3.3 Teknik Pengambilan Data
Informasi yang dikumpulkan adalah informasi yang berkaitan dengan manajemen informasi keperawatan, kode batang, perangkat lunak, dan literatur tentang proses pembuatan system integrasi kode batang dan perangkat lunak aplikasi. Informasi ini diperoleh dari berbagai literatur baik berupa majalah, jurnal ilmiah, internet maupun buku yang relevan dengan objek yang akan dikaji.
3.4 Prosedur Penulisan
Setelah dilakukan pengumpulan data informasi, semua hasil diseleksi untuk mengambil data dan informasi yang relevan dengan masalah yang dikaji.

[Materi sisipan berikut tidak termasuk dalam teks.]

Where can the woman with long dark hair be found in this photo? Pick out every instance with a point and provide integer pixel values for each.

Untuk menyajikan masalah yang akan dibahas, maka dalam tulisan ini penyajian dibagi atas empat pokok bahasan, yaitu:
1.   Proses identifikasi dan validasi pasien dengan kode batang QR Code,
2.  Proses input data pengkajian pasien menggunakan aplikasi mobile yang ada pada smartphone,
3.  Proses sinkronisasi dan pengolahan data dari smartphone dengan aplikasi asuhan keperawatan yang ada pada computer,
4.  Pendistribusian intervensi keperawatan hasil olahan aplikasi asuhan keperawatan ke masing-masing smartphone untuk dilakukan tindakan sesuai dengan standar operasional prosedur yang telah diberikan.
3.5 Kerangka Berpikir
Tulisan ini memiliki kerangka berpikir dalan proses penulisannya. Kerangka atau
alur berpikir digunakan untuk mempermudah proses penulisan. Adapun kerangka
berpikir dalam tulisan ini akan dijelaskan pada gambar 3.1 di bawah ini.
Latar belakang:
1.  Seringnya terjadi kesalahan dalam identifikasi pasien yang dapat berakibat fatal,
2.  Proses pengkajian data pasien dengan kertas membuat perawat bosan, kurang lengkap dan membutuhkan waktu yang lebih lama,
3.  Pengolahan diagnosa dan intervensi keperawatan yang kurang cepat, kurang lengkap dan kurang akurat,
4.  Seringnya terjadi kelalaian dalam melaksanakan tindakan karena tidak ada alat pengingat yang sistimatis dalam mengagendakan tindakan,
5.  Proses dokumentasi dan evaluasi tindakan keperawatan yang kurang lengkap dan sistimatis sehingga meragukan kinerja perawat dalam aspek legal tindakan keperawatan,
6.  Proses penghitungan tindakan jasa keperawatan yang kurang akurat sehingga menimbulkan permasalahan dalam pemberian intensif dan angka akreditasi,
7.  Proses penghitungan biaya pasien dan stock bahan pemakaian secara manual dirasa kurang akurat dan kurang praktis,
8.  Lemahnya budaya riset di bangsal perawatan karena tidak terdapatnya data kalkulasi diagnosa dan tindakan yang dapat diakses secara berkelanjutan,
9.  Proses kolaborasi dan komunikasi perawat dengan tim medis lainya yang sering terkendala karena keterbatasan waktu, jarak dan akses informasi.
3.6 Perumusan Masalah
1.    Bagaimanakah proses identifikasi dan penghitungan tindakan menggunakan barcode?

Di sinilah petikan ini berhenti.